This story was updated on Jan. 14, 2016 at 3:26 p.m. EST
The ubiquity of customer relationship platforms such as Salesforce and Marketo has unleashed a new wave of technology companies looking to extend CRM automation into new marketing channels. Canada’s already seen one big success story in specialized CRM with Vidyard, an extension for automating targeted video messaging. Now CRM marketers — and investors — are starting to pay attention to another promising up-and-comer based in Toronto: Limelight.
Limelight centres on events and experiential marketing. The company says its platform handles everything related to live experiences, from planning to lead onboarding and post-campaign analysis. Limelight helps marketers with planning experiences, creating digital assets like apps or microsites, and then monitoring customer engagement and feeding the data directly into the brand’s CRM database. All the data it collects is smoothly uploaded to the client’s CRM database, so they can follow up with qualified leads right away, using personalized email and cross-channel remarketing.
Since it launched at the end of 2014, Limelight’s attracted big brands like BMW, Heineken, Scotiabank and Sephora. The platform’s raised $3.1 million to date, much of it coming from U.S. venture capital firms like Acceleprise Ventures and Hyde Park Venture Partners.
Founder Jonah Midanik said Limelight is meant to unify all of a brand’s “live marketing,” which he defines as everything from trade shows to in-store promotions, sponsorships, demos and popup shops — any time a brand and consumer are face to face.

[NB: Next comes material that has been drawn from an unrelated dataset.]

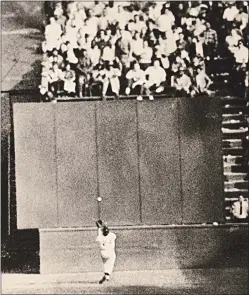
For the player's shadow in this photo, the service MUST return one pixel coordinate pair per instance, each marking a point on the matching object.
(138, 289)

Midanik’s expertise in live marketing comes from Immersion, an events and experiential agency he co-founded back in 2001. Limelight was born from technology Immersion built to smooth out the events planning process. “We were really seeing our painpoint as an agency was that instead of spending time coming up with great strategy and awesome creative, we were spending a lot of time in the weeds doing repeatable stuff, like building emails and websites and apps. It was sucking budget away from customer experience,” he said.
Immersion came up with Limelight to automate those repeatable steps of the process, and to provide more real-time feedback on how its client campaigns events were doing in the field. The platform turned out to be so successful with clients that Midanik eventually decided to put the agency to bed and focus instead on licensing the software.
BMW, one of Limelight’s most avid users, now uses the platform for all of its live marketing in Canada, including auto shows, track days, offsite test drives and sponsorships. At show booths, both BMW and its dealers use Limelight to run hand-raiser campaigns and contests, and collect live lead information via Limelight’s mobile app.
One of the biggest selling points is ROI measurement, something a lot of experiential marketers are still struggling with. Limelight tracks all consumer interactions with microsites, mobile apps and emails related to a live experience, and measures indicators like the number of attendees at an event or booth, number of related social shares, and invites sent or responded to.
“If they’ve got 100 field teams, they can see on a region-by-region basis or staff member-by-staff member basis how everyone’s doing, and tie that all back to sales in their CRM systems,” Midanik said.
Limelight has big plans for 2016, having secured the funds to support its aggressive expansion into the U.S. Midanik said the platform makes the most sense for categories that have a high cost-per-acquisition, such as finance, auto and cosmetics, and that’s where it’s been concentrating.
However one of the next steps on the roadmap is more outreach with agencies. “We just take away some of the plumbing, we’re just a tech layer, and we’ve found some agencies receptive to that,” Midanik said. “They can deliver experiences and get those budgets back to where they need to be, which is in the consumer experience portion of these things, rather than one-off tech pieces that don’t drive lasting value.”
Correction: The original version of this story contained information and statistics from a published case study that proved to be inaccurate.